Schweigen. Kulturelle Bedeutung und psychologische Transformation in der Psychoanalyse und der psychoanalytischen Psychotherapie Language Translation

Elsa Ronningstam

Es ist die Stille, der Du zuhören solltest

die Stille hinter den Apostrophierungen, den Anspielungen

die Stille in dem, was die Leute so reden

oder glauben, formvollendet zu sagen.

Dies ist die Suche nach dem, das scheinbar bedeutungslos ist im Bedeutungsvollen wie in seinem Gegenteil.

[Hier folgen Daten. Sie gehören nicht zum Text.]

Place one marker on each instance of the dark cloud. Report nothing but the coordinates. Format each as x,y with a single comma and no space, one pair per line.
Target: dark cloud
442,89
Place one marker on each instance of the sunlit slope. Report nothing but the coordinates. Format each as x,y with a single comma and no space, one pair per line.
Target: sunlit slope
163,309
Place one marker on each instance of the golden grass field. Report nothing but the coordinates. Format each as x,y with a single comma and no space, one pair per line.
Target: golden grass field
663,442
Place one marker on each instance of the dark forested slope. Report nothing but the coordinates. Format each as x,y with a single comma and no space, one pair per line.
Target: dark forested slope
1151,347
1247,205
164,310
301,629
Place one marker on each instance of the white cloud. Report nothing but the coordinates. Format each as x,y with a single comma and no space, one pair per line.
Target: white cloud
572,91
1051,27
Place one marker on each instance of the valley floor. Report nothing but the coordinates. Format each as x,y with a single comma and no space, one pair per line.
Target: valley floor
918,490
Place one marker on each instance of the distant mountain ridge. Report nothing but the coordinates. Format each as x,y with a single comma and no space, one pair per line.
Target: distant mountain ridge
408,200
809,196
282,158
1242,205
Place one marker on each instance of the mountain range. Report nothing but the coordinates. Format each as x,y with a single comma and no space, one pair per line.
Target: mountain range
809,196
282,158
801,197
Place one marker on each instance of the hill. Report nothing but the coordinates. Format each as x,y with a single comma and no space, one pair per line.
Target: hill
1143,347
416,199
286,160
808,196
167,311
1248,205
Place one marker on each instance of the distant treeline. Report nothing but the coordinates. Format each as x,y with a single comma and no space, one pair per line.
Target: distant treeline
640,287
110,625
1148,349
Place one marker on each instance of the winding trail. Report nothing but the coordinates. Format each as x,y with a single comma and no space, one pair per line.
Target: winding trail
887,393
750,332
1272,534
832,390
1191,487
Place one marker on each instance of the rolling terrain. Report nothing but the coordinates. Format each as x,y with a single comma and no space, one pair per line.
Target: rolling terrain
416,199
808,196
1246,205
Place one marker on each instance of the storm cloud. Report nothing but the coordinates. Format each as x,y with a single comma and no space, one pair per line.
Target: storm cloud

Gunnar Ekelöf (1959), Poetik in Opus Incertum

Mit diesen Zeilen lenkt der schwedische Dichter Gunnar Ekelöf die Aufmerksamkeit seiner Leser auf das Schweigen hinter den Worten, jenseits des Gesprochenen. Für Psychoanalytiker sind diese Zeilen von besonderer Bedeutung, da sie in der Regel eher darin geübt sind, über die Worte selbst als den Raum zwischen ihnen nachzudenken. Das Schweigen hat jedoch während der letzten Jahrzehnte das Interesse von Wissenschaftlern und Gelehrten unterschiedlicher Forschungsgebiete geweckt. Ihre bis heute erschienenen Arbeiten zeugen von der weit gefächerten Bedeutung und den vielerlei Funktionen des Schweigens. Während das Schweigen im kulturellen Zusammenhang als legitim und verständlich gilt, wird es als psychologisches und psychoanalytisches Phänomen kontrovers diskutiert: Stellt das Schweigen einen Widerstand oder ein Hindernis gegenüber der Behandlung dar, ist es ein Symptom oder vielleicht etwas Bedeutsames? In dieser Arbeit möchte ich kulturelle und psychoanalytische Überlegungen zum Thema Schweigen miteinander verknüpfen. Häufig war ich in meiner klinischen Erfahrung von der Art und Weise beeindruckt, wie meine Patienten Schweigen erleben (sowohl ihr eigenes wie auch das von anderen): in ihren Ursprungsfamilien und ihrem Lebensumfeld, in ihrer Ehe und an ihren Arbeitsplätzen wie auch in ihrer eigenen inneren Welt.